Woodward e. a. в 1958 г.: «Несмотря на все усилия, направленные на исключение явных случаев шизофрении, все наши дети (олигофрены), кроме одного, обнаруживали те или иные шизоидные признаки… аутистический уход от реальности и такого же рода занятия… очень странные жесты и маньеризмы… единственное исключение относилось к ребенку с выраженными компульсивными и персеверативными чертами поведения. Некоторые из этих детей обнаруживали ту или иную способность устанавливать контакты со взрослыми, но общение их отличалось меньшей теплотой, чем у нормальных детей того же возраста. Обычными были страхи и боязливость».

Согласно Chess, 1946 г.: 70 % олигофренов обнаруживали «иную» психическую патологию.

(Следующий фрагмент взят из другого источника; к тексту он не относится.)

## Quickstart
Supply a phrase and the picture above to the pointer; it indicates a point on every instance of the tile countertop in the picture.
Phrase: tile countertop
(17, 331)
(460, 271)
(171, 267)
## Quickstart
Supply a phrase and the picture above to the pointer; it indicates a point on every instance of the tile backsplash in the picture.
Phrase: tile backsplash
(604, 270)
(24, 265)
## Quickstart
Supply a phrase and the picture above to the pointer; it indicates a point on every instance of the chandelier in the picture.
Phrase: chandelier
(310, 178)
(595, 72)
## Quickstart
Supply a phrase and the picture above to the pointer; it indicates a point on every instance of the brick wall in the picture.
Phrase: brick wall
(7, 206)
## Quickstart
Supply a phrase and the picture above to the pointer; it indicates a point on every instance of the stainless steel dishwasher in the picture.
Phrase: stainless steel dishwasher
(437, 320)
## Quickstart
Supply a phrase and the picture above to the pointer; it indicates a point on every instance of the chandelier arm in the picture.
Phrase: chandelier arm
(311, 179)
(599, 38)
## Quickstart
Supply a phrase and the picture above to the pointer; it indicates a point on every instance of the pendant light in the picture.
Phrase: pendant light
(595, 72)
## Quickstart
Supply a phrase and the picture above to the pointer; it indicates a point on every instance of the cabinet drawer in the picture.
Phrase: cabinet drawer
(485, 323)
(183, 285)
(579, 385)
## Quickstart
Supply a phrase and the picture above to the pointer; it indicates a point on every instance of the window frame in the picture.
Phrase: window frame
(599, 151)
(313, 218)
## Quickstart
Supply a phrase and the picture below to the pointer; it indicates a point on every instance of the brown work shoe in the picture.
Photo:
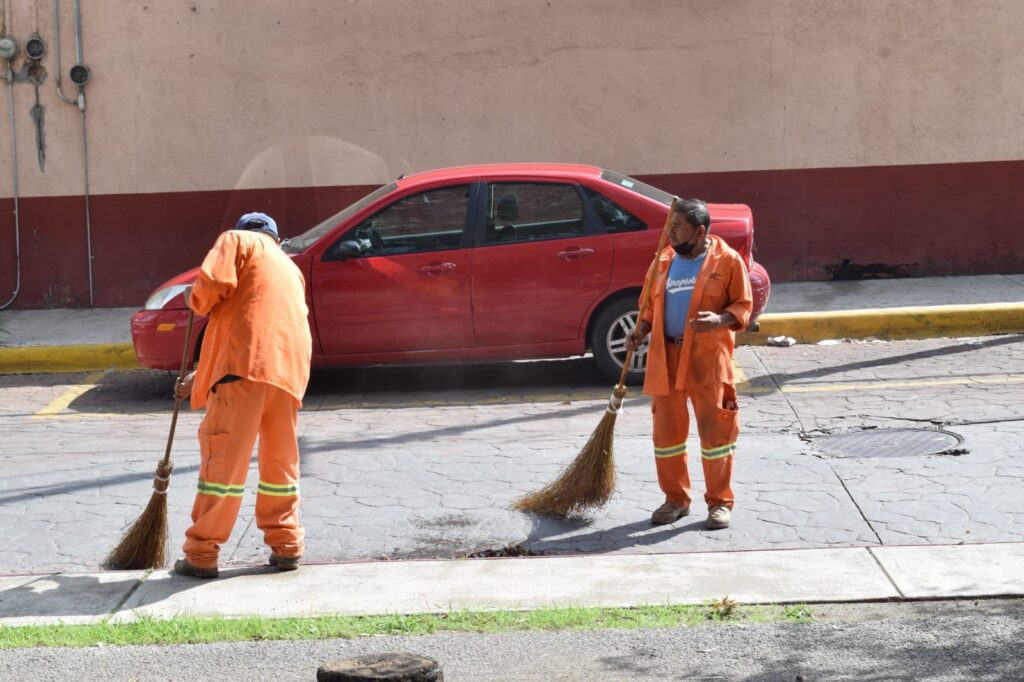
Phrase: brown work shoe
(285, 562)
(670, 512)
(182, 567)
(718, 517)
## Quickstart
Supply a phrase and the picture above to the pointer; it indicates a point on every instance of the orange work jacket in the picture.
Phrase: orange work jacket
(258, 327)
(722, 285)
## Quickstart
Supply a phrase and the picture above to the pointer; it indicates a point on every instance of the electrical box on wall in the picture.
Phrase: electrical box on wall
(35, 48)
(8, 48)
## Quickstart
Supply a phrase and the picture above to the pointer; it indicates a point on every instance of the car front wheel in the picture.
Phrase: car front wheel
(607, 341)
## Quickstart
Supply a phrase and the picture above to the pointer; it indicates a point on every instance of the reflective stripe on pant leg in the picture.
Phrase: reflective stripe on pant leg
(719, 428)
(278, 496)
(672, 425)
(226, 438)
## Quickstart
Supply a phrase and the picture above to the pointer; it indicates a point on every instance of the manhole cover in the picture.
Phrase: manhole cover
(890, 442)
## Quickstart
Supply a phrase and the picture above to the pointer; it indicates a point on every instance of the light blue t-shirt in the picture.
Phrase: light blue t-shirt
(678, 291)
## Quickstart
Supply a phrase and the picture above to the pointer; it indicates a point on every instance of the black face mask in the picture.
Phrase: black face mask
(685, 248)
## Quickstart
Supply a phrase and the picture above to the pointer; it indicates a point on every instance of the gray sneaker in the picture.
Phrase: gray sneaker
(182, 567)
(718, 517)
(285, 562)
(670, 512)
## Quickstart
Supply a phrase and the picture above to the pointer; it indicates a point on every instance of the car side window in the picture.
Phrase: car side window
(613, 217)
(431, 220)
(526, 211)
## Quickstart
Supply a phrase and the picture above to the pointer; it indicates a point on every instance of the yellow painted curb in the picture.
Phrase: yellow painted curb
(910, 323)
(49, 359)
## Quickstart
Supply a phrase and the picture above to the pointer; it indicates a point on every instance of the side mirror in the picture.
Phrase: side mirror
(345, 250)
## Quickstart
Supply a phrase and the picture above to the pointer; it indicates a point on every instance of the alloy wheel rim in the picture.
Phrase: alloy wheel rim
(615, 342)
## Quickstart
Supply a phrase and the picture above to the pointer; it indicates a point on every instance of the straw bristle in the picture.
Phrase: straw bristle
(144, 544)
(586, 483)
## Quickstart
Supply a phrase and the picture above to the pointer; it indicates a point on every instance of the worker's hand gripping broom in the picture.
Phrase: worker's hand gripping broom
(144, 544)
(590, 479)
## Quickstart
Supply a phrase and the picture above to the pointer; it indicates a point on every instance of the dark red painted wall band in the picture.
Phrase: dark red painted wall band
(919, 220)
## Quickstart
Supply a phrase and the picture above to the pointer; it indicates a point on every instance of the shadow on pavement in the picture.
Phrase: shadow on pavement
(309, 446)
(776, 381)
(89, 596)
(545, 529)
(148, 391)
(13, 496)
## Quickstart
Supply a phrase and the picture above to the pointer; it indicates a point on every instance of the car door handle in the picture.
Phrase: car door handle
(574, 253)
(437, 267)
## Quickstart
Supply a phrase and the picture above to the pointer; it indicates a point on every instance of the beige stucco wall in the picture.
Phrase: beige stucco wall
(207, 94)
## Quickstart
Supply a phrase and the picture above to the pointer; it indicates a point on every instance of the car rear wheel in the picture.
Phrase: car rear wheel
(607, 341)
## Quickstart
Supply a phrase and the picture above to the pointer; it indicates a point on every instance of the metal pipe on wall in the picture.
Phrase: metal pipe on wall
(13, 172)
(9, 75)
(80, 101)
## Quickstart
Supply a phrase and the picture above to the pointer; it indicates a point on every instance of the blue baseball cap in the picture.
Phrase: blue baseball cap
(257, 221)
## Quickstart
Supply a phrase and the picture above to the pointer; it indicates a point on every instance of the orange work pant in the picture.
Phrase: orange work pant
(236, 414)
(718, 426)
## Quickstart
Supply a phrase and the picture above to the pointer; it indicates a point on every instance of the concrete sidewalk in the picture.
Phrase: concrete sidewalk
(83, 340)
(66, 340)
(843, 574)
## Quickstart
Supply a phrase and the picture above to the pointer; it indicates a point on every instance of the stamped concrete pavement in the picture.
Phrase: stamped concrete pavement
(424, 463)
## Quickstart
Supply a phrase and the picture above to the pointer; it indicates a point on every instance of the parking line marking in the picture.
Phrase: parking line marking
(56, 407)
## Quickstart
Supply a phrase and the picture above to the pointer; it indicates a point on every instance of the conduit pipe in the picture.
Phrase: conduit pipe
(81, 105)
(9, 75)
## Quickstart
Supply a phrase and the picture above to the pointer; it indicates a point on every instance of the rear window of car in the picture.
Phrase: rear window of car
(308, 238)
(636, 185)
(613, 217)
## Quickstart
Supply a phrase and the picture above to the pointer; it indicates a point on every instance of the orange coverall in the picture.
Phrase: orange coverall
(699, 370)
(259, 332)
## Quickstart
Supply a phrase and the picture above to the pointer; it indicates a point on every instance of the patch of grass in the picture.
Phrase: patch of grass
(192, 630)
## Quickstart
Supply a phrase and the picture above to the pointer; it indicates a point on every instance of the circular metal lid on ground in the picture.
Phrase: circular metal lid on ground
(889, 442)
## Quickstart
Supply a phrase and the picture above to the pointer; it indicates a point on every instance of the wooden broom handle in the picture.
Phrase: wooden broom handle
(645, 296)
(181, 376)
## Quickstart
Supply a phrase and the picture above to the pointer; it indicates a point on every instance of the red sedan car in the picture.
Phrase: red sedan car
(499, 262)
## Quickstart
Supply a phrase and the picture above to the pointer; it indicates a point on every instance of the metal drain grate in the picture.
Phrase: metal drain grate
(890, 442)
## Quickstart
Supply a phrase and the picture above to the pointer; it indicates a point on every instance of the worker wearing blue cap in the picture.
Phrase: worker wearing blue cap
(252, 373)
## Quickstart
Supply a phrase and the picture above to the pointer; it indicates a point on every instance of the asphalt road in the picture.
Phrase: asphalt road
(967, 640)
(424, 462)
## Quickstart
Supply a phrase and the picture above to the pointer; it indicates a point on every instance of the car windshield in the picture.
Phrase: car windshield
(637, 186)
(305, 240)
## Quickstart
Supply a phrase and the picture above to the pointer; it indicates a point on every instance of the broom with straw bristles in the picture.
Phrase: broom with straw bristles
(590, 479)
(144, 544)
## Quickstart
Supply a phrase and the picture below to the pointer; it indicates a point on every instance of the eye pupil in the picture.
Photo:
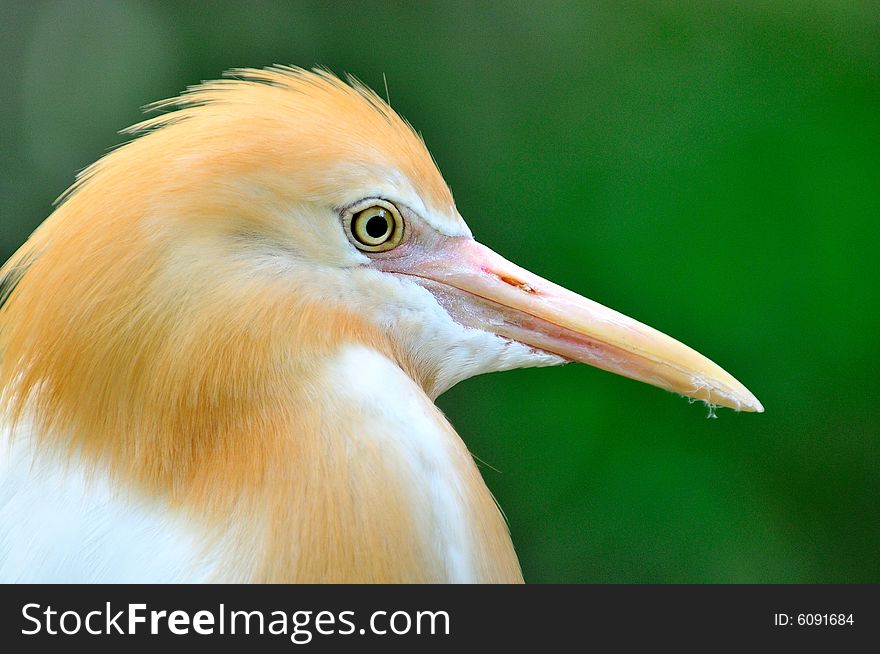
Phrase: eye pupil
(377, 226)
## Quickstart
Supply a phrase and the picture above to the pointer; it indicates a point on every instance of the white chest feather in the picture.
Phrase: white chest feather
(396, 416)
(60, 524)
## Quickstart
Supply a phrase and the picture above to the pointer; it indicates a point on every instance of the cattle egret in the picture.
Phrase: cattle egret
(220, 353)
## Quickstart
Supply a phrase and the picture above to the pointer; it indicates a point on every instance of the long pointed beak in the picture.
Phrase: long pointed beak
(483, 290)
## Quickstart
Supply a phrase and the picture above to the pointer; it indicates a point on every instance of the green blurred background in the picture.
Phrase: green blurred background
(712, 169)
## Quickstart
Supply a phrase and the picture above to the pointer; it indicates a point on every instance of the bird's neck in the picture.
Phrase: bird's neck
(303, 458)
(395, 495)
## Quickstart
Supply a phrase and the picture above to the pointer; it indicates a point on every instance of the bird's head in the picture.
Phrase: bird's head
(267, 218)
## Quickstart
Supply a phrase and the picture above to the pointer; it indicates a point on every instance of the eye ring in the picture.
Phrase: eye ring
(376, 228)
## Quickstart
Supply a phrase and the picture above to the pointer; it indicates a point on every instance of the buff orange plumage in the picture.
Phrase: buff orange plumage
(217, 365)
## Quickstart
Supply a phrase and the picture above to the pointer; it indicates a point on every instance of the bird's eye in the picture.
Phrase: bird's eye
(377, 228)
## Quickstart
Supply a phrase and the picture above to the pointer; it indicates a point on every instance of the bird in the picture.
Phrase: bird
(222, 349)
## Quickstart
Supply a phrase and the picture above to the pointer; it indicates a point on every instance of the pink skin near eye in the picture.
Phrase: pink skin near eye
(482, 290)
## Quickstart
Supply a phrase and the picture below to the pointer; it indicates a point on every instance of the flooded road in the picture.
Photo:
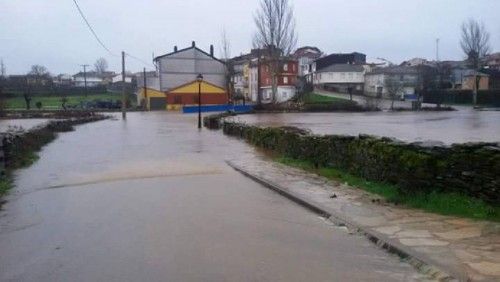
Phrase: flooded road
(448, 127)
(152, 199)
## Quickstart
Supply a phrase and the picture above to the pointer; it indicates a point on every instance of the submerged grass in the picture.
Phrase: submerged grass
(436, 202)
(313, 98)
(5, 185)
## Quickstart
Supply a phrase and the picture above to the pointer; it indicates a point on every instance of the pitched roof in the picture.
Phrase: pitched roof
(342, 68)
(192, 87)
(186, 49)
(394, 70)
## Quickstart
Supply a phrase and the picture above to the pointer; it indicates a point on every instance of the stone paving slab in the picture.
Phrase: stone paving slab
(467, 249)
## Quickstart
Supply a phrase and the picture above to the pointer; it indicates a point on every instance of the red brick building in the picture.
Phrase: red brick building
(286, 80)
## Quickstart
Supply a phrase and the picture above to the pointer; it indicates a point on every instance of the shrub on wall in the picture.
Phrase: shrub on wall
(472, 169)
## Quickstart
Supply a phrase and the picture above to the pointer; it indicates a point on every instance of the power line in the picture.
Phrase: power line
(91, 29)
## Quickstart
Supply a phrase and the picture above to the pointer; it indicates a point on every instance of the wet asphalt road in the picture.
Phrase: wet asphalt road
(151, 199)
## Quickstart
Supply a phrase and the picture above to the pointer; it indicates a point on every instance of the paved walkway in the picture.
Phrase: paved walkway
(467, 249)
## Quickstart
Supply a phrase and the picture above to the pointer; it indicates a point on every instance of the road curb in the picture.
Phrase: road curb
(422, 263)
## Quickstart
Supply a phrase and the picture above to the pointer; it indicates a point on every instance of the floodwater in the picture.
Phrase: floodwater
(152, 199)
(447, 127)
(17, 124)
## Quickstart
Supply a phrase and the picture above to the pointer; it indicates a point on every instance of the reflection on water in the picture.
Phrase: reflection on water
(448, 127)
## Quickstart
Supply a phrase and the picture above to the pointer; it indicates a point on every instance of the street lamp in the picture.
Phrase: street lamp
(199, 78)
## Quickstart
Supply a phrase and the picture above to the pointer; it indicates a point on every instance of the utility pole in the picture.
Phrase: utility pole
(145, 86)
(85, 78)
(124, 98)
(259, 98)
(437, 49)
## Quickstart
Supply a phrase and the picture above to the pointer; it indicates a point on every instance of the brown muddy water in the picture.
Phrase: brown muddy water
(152, 199)
(461, 126)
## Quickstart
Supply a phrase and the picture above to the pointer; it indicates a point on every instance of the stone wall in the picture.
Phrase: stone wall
(472, 169)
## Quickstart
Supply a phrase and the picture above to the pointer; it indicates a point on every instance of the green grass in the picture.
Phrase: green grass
(5, 185)
(51, 102)
(440, 203)
(313, 98)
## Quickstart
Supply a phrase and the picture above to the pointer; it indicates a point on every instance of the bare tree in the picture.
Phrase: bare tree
(2, 86)
(3, 70)
(275, 34)
(475, 44)
(394, 88)
(225, 52)
(101, 65)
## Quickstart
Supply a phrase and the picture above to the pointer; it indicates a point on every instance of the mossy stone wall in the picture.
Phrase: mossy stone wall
(472, 169)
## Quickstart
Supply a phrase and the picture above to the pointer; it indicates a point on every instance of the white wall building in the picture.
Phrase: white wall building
(340, 77)
(375, 81)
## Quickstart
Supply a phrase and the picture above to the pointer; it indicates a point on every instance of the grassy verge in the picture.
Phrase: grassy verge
(440, 203)
(22, 151)
(5, 185)
(55, 101)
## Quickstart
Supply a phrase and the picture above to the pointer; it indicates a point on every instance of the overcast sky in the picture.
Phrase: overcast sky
(52, 33)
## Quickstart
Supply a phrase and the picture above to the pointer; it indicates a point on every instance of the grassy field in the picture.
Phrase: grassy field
(54, 102)
(313, 98)
(440, 203)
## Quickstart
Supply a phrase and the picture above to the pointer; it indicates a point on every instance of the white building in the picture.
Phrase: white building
(118, 78)
(341, 77)
(92, 79)
(375, 81)
(182, 66)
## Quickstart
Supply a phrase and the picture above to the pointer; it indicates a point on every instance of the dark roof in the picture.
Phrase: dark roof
(306, 51)
(491, 72)
(185, 49)
(342, 68)
(107, 74)
(395, 70)
(339, 58)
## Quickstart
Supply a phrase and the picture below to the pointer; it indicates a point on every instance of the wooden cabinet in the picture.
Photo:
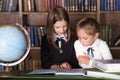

У самого Webster из 159 детей-олигофренов ни один не был признан нормальным «в прочих отношениях». Это известно и близко каждому, кто занимался когда-либо олигофренами, — интересно то, какая патология психики отмечена этим автором. Характерными для олигофренов он считает «аутизм, персеверативность, тугоподвижность психики, тупость и уплощенность аффекта, пассивность и элементарность психической жизни». Тут тоже нет ничего нового — в сравнении, например, с описаниями олигофренов у Г. Е. Сухаревой, но любопытно сопоставление этих черт с таковыми других психических больных: истина, как известно, познается в сравнении. Аутизм олигофренов, считает автор, не повторяет собой аутизм шизофреника, где он сопряжен с негативизмом, — это, скорее, некое стремление к сохранению инертного покоя и бездеятельности и, как следствие, к одиночеству; но и в таком, смягченном, варианте он часто — предвестник будущего психоза. Персеверативность олигофренов, проявляющаяся, в частности, в стремлении играть в одни и те же игры, в отличие от детей-шизофреников, свойственна более активным и эмоционально сохранным детям: она насыщена поиском удовольствия — чего нет у шизофреников, у которых сходная деятельность более машинальна, «дефицитарна», является как бы следствием схематизма и стереотипии психики, изначально присущих им и все более прогрессирующих. Негативизм также част у олигофренов: они отказываются от предлагаемых им заданий, просьб, требований — но, в отличие от молчащих при этом шизофреников, объясняют свой отказ: ссылаются на неспособность и неумение, обнаруживают видимое неудовольствие, когда «нарушаются покой и единообразие их жизни». (Любопытно, что и американские авторы одержимы тем же стремлением «расщепить волос по длиннику надвое»: то есть во что бы то ни стало разделить на контрастные противоположности то, что по природе своей составляет естественную непрерывность. Это настоятельная потребность напоминает об известном правиле: «разделяй и властвуй» — хотя речь идет всего лишь о владении предметом знания.)